Somehow Rajana noticed. “Do you mock me, Narsian?”
“No, m’lady,” he said quickly.
“I tolerate a certain amount of independence in those who work for me,” she said, those cold dark eyes turning slowly to consider her bodyguard. “Their social and personal habits, no matter how … unorthodox, are none of my business so lo
ng as they don’t interfere with my goals.”
“Of course, m’lady,” Narsian stammered with another bow.
Rajana stared at him, and he bowed more deeply. She then regarded Ensara and brushed a lock of dark hair away from her cheek. Not for the first time, he sensed she preened a little when in front of him, which he didn’t understand. He knew he was handsome, but he’d done nothing to encourage her attentions. Who could tell about women, though. Maybe the lack of flirtation on his part was seen as a challenge.

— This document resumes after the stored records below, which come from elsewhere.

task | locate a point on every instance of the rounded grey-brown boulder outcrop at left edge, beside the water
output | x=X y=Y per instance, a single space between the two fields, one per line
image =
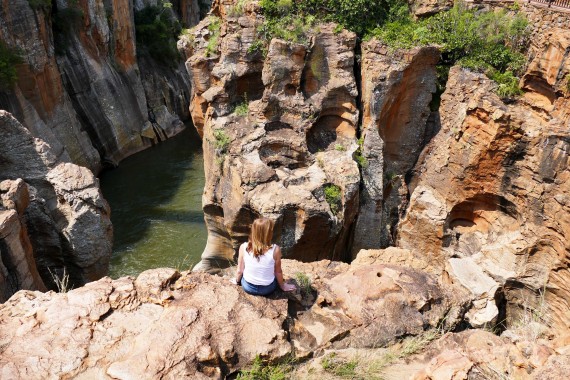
x=61 y=209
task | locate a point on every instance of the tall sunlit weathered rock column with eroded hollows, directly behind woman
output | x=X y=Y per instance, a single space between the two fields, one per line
x=288 y=148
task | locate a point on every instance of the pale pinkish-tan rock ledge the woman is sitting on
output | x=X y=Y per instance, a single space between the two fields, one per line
x=167 y=324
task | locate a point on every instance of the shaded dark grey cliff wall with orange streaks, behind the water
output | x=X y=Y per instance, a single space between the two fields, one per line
x=81 y=88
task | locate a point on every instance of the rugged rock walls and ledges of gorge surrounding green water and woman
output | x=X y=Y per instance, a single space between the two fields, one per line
x=418 y=179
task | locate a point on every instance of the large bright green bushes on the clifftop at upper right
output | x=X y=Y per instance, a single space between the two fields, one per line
x=488 y=42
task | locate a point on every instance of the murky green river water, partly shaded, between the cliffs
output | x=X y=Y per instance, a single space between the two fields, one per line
x=156 y=207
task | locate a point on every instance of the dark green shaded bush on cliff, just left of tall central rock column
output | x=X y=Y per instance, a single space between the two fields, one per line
x=157 y=30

“Feel free to express your concerns about security with me, Captain. I assure you I regard them with full consideration. I realize our position is not easily defensible and I will not loiter unnecessarily. However, there may be details here that Mirian Raas and her people missed. I require more time.”
Ensara nodded.
“If you’ve no interest in the items here, perhaps you would feel more comfortable seeing to the perimeter.”
“Yes, m’lady. If you’re sure that you’re safe.”
“How very sweet. Do you hear that, Narsian? I remember when you were more solicitous.”
“But m’lady, I remain your humble servant.”
“Servant, yes. Humble, no.”
“I shall endeavor to be more humble. I didn’t mean to offend.”
“See that you succeed. That is all, Captain.” Rajana turned back to her studies.
Ensara stepped gratefully into the hall. By the light of a flickering torch held by a pirate, three more were busy heaving boggard bodies back into the pit the creatures had apparently emerged from, cheerfully hacking them into smaller pieces so they’d fit better.
Knowing boggards, they’d find this a tasty treat, but they’d also understand the message about what awaited them if they tried to venture out of it again.
Ensara stepped around them, then moved through the spiraling square of halls and passed where the dead men hung in semblances of life. He was nearing the exit when he saw Sarken walking toward him, bearing a lantern.
“What is it, Sarken?”
The first mate’s mouth twitched. He looked over Ensara’s shoulder, then at him. “I want to talk to you. Alone.”